A second scrape yielded a data set with a new column, 'tags.' This column gives the category that the guest falls into.
There were many "Best of.." episodes that were snippets of full-length episodes, and because of their redundancy, they were dropped from the data set. Also dropped were episodes less than 55 minutes, since they were mainly snippets that didn't sport the easily sorted title starting with "Best of." Lastly, any episode that didn't explicitly name the guest in the title was dropped for simplicity, because they are a minority in the data set.
The initial look at the time series data for number of views, likes, and dislikes shows very tall spikes. I believe these spikes are viewers who tuned in specifically to see a certain guest. The guests that correspond with those spikes will be addressed later, but before I begin further analysis, I will remove outliers.
After removal of data points greater than three standard deviations, the time series looks a little more stable.
When looking at the scarcity of views between the years of 2013 and the middle of 2015, I think it can be inferred that something significant happened to begin a steady increase from then on, but I am not sure what it is.
The next few plots compares several variables across the tags which have at least 30 episodes associated with them. The variables are number of views, likes, dislikes, runtime, and ratio.
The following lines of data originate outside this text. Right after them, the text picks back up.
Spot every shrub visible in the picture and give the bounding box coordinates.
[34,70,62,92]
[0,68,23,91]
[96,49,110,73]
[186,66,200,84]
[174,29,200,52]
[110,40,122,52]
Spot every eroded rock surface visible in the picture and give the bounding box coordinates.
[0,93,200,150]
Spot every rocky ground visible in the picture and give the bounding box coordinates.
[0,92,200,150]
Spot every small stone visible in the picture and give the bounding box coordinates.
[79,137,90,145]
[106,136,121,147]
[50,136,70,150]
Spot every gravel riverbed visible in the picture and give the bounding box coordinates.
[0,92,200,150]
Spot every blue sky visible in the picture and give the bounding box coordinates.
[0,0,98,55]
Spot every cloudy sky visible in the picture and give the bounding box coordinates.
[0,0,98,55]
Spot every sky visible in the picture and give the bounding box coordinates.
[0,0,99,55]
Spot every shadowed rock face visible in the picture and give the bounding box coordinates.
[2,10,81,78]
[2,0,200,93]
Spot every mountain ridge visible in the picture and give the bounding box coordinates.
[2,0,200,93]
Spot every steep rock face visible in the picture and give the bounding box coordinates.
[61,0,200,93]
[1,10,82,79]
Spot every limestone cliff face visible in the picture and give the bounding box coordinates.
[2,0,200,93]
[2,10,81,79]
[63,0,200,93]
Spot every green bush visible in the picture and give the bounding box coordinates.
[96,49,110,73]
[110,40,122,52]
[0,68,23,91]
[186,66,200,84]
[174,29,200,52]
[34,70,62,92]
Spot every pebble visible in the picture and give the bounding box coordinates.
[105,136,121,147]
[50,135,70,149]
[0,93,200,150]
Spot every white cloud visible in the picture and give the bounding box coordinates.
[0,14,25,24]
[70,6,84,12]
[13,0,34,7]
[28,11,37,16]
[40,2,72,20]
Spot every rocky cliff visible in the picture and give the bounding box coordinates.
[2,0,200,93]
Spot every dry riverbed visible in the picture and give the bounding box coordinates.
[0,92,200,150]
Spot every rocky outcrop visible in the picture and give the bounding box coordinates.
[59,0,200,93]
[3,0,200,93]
All categories in this plot start at zero, probably because of the low numbers found in the earlier times of the podcast. Because of this, I would like to compare across categories for the last two years. In order to accomplish this, I eliminated all tags from the comparison that had less than thirty observations.
From the first graph that included the outliers in the data set, I was curious to know who those guests were. Below are lists of episodes that were outliers for their respective variables. The length of each list represents the number of outliers in that particular variable.
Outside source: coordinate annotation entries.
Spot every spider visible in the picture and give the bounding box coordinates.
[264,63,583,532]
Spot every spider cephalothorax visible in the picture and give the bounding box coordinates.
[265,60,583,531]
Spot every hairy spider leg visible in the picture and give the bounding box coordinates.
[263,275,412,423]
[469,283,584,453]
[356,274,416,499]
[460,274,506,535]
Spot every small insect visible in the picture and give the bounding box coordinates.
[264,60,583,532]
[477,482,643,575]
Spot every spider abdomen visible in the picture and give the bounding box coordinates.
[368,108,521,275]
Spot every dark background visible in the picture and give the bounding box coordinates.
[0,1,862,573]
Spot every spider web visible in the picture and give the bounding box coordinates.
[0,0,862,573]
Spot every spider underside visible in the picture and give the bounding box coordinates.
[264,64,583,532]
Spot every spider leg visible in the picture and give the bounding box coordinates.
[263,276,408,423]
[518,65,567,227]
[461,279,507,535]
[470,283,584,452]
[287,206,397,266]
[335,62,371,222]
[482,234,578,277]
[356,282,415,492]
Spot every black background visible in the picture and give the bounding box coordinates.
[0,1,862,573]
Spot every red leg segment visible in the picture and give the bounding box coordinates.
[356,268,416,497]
There was only one outlier for the variable of runtime: an episode with Alex Jones that ran approximately 280 minutes.
Comparison by Category: Episode Count and Average Number of Views
From the side-by-side plots above, you can see that the categories of comedians and athletes-fighters have the highest episode count while the categories of politics and business command the most attention. In fact, the category of comedians doesn't even show up in the plot on the right. This directed me to create a new table, grouped and indexed by category(column labeled 'tag') and add a new column for the average number of views per number of episodes. I removed the categories that had less than 30 episodes.
While there is not a lot of variance of variables among categories, there is certainly a disconnect between the number of episodes per category and the number of views per category. While the majority of podcasts are tagged with the category of comedians, the category of politics gets substantially higher numbers of views. This suggests that JRE gets more attention when the topic of conversation or category of guest deviates from comedians and fighters. This is especially true when the deviation is toward politics or business.